Here I put the code. And this is absolutely a programmatic issue. But perhaps it cannot be solved with a few lines of code.
val model = ALS.trainImplicit(ratings, rank, iterations, lambda, alpha) print("recommendForAllUser") val userTopKRdd = recommendForAllUser(model, topN).join(userData.map(x => (x._2._1, x._1))).map { case (uid, (appArray, mac)) => { (mac, appArray.map { case (appId, rating) => { val packageName = appIdPriorityPackageNameDict.value.getOrElse(appId, Constants.PLACEHOLDER) (packageName, rating) } }) } } HbaseWriter.writeRddToHbase(userTopKRdd, "user_top100_recommendation", (x: (String, Array[(String, Double)])) => { val mac = x._1 val products = x._2.map { case (packageName, rating) => packageName + "=" + rating }.mkString(",") val putMap = Map("apps" -> products) (new ImmutableBytesWritable(), Utils.getHbasePutByMap(mac, putMap)) }) print("recommendSimilarApp") println("productFeatures ******") model.productFeatures.take(1000).map{ case (appId, features) => { val packageNameList = appIdPackageNameListDict.value.get(appId) val packageNameListStr = if (packageNameList.isDefined) { packageNameList.mkString("(", ",", ")") } else { "Unknow List" } (packageNameListStr, features.mkString("(", ",", ")")) } }.foreach(println) println("productFeatures ******") model.userFeatures.take(1000).map{ case (userId, features) => { (userId, features.mkString("(", ",", ")")) } }.foreach(println) val similarAppRdd = recommendSimilarApp(model, topN).flatMap { case (appId, similarAppArray) => { val groupedAppList = appIdPackageNameListDict.value.get(appId) if (groupedAppList.isDefined) { val similarPackageList = similarAppArray.map { case (destAppId, rating) => (appIdPriorityPackageNameDict.value.getOrElse(destAppId, Constants.PLACEHOLDER), rating) } groupedAppList.get.map(packageName => { (packageName, similarPackageList) }) } else { None } } } HbaseWriter.writeRddToHbase(similarAppRdd, "similar_app_top100_recommendation", (x: (String, Array[(String, Double)])) => { val packageName = x._1 val products = x._2.map { case (packageName, rating) => packageName + "=" + rating }.mkString(",") val putMap = Map("apps" -> products) (new ImmutableBytesWritable(), Utils.getHbasePutByMap(packageName, putMap)) })
UPDATE:
I learned something new about my data after reading the article ("Collaborative filtering for implicit feedback datasets"). My data is too scarce compared to the IPTV dataset described in the document.

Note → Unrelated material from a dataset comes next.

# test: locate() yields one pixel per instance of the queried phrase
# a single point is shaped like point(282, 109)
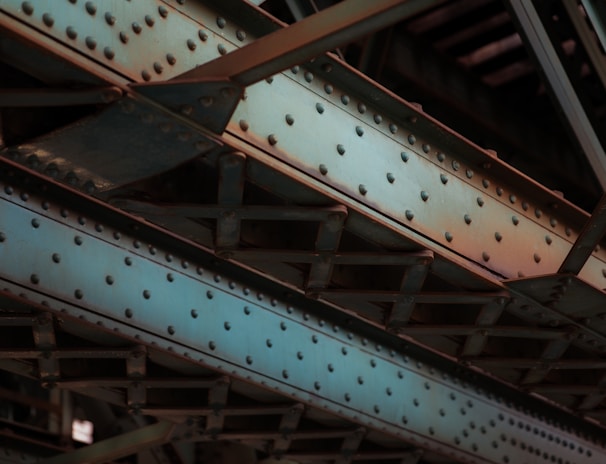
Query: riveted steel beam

Paper: 300,000 (users) 17,000 (products) 32,000,000 (data)
Mine: 300,000 (users) 31,000 (products) 700,000 (data)
Thus, the matrix of the user element in the data set for the paper is filled with 0.00627 = (32,000,000 / 300,000 / 17,000). My data ratio is 0.0000033. I think this means that my user element matrix is ββ2,000 times smaller than paper.
Should this lead to poor results? And any way to improve it?